No one shoots at them. Few voices come shearing out of the static, and the ones he does hear are
German. At night Neumann One pulls tins of little sausages out of ammunition boxes, and Neumann
Two makes tired jokes about whores he remembers or invents, and in nightmares Werner watches
the shapes of boys close over Frederick, though when he draws closer, Frederick transforms into
Jutta, and she stares at Werner with accusation while the boys carry off her limbs one by one.
Every hour Volkheimer pokes his head into the back of the Opel and meets Werner’s eyes.
“Nothing?”
Werner shakes his head. He fiddles with the batteries, reconsiders the antennas,
triple-checks
fuses. At Schulpforta, with Dr. Hauptmann, it was a game. He could guess Volkheimer’s frequency;
he always knew whether Volkheimer’s transmitter was transmitting. Out here he doesn’t know how
or when or where or even if transmissions are being broadcast; out here he chases ghosts. All they
do is expend fuel driving past smoldering cottages and chewed-up artillery pieces and unmarked
graves, while Volkheimer passes his giant hand over his close-cropped head, growing more uneasy
by the day. From miles away comes the thunder of big guns, and still the German transport trains
are being hit, bending tracks and flipping cattle cars and maiming the führer’s soldiers and filling
his officers with fury.
Is that a partisan there, that old man with the saw cutting trees? That one leaning over the engine
of that car? What about those three women collecting water at the creek?

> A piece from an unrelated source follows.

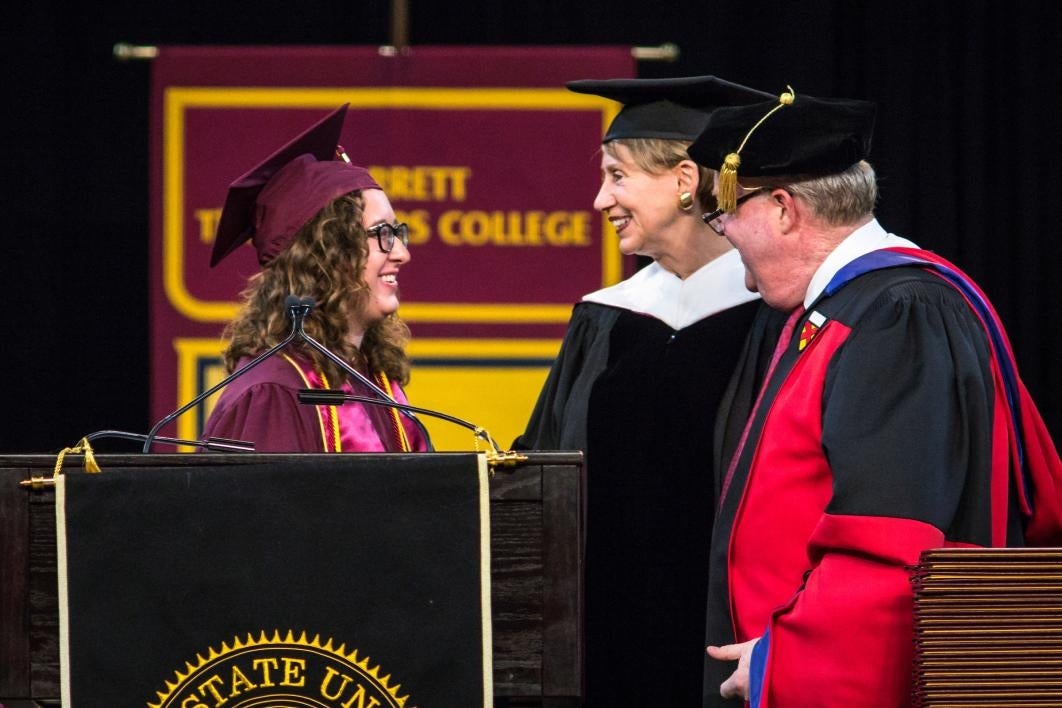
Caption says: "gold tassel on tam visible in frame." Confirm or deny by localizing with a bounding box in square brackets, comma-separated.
[716, 153, 741, 213]
[54, 437, 100, 474]
[716, 86, 797, 213]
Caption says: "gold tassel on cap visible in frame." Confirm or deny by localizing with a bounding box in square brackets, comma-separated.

Frosts show up at night, throwing a silver sheet across the landscape, and Werner wakes in the
back of the truck with his fingers mashed in his armpits and his breath showing and the tubes of the
transceiver glowing a faint blue. How deep will the snow be? Six feet, ten? A hundred?
Miles deep, thinks Werner. We will drive over everything that once was.
Fall
S
torms rinse the sky, the beaches, the streets, and a red sun dips into the sea, setting all the west-
facing granite in Saint-Malo on fire, and three limousines with wrapped mufflers glide down the
rue de la Crosse like wraiths, and a dozen or so German officers, accompanied by men carrying
stage lights and movie cameras, climb the steps to the Bastion de la Hollande and stroll the
ramparts in the cold.
From his fifth-floor window, Etienne watches them through a brass telescope, nearly twenty in
all: captains and majors and even a lieutenant colonel holding his coat at the collar and gesturing at
forts on the outer islands, one of the enlisted men trying to light a cigarette in the wind, the others
laughing as his hat goes flying over the battlements.

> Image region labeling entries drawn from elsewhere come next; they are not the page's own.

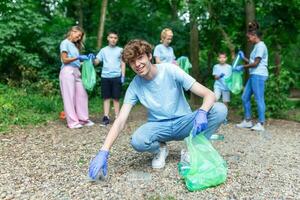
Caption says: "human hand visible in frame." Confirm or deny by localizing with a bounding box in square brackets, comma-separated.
[232, 65, 244, 72]
[121, 76, 125, 84]
[88, 53, 96, 60]
[88, 150, 109, 181]
[219, 73, 225, 78]
[238, 50, 245, 60]
[77, 55, 89, 61]
[192, 109, 208, 137]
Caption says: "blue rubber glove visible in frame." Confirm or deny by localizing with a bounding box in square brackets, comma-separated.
[238, 50, 245, 60]
[88, 53, 96, 60]
[232, 65, 244, 72]
[77, 55, 89, 61]
[192, 109, 208, 137]
[89, 150, 109, 181]
[219, 73, 225, 78]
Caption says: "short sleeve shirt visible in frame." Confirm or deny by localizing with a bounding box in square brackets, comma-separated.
[153, 44, 176, 63]
[249, 41, 269, 76]
[124, 63, 196, 121]
[59, 39, 80, 68]
[213, 64, 232, 91]
[96, 46, 123, 78]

Across the street, from the front door of Claude Levitte’s house, three women spill out laughing.
Lights burn in Claude’s windows, though the rest of the block has no electricity. Someone opens a
third-story window and throws out a shot glass,
and off it goes spinning, over and over, down
toward the rue Vauborel, and out of sight.

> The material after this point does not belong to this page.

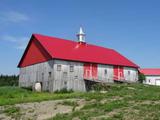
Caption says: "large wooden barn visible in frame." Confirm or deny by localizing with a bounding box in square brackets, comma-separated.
[18, 28, 139, 92]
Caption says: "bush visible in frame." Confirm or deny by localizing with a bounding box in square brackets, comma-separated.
[91, 83, 111, 91]
[54, 88, 73, 93]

Etienne lights a candle and climbs to the sixth floor. Marie-Laure has fallen asleep. From his
pocket, he takes a coil of paper and unrolls it. He has already given up trying to crack the code: he
has written out the numbers,
gridded them, added, multiplied; nothing has come of it. And yet it
has. Because Etienne has stopped feeling nauseated in the afternoons; his vision has stayed clear,
his heart untroubled. Indeed, it has been over a month since he has had to curl up against the wall
in his study and pray that he does not see ghosts shambling through the walls. When Marie-Laure
comes through the front door with the bread, when he’s opening
the tiny scroll in his fingers,
lowering his mouth to the microphone, he feels unshakable; he feels alive.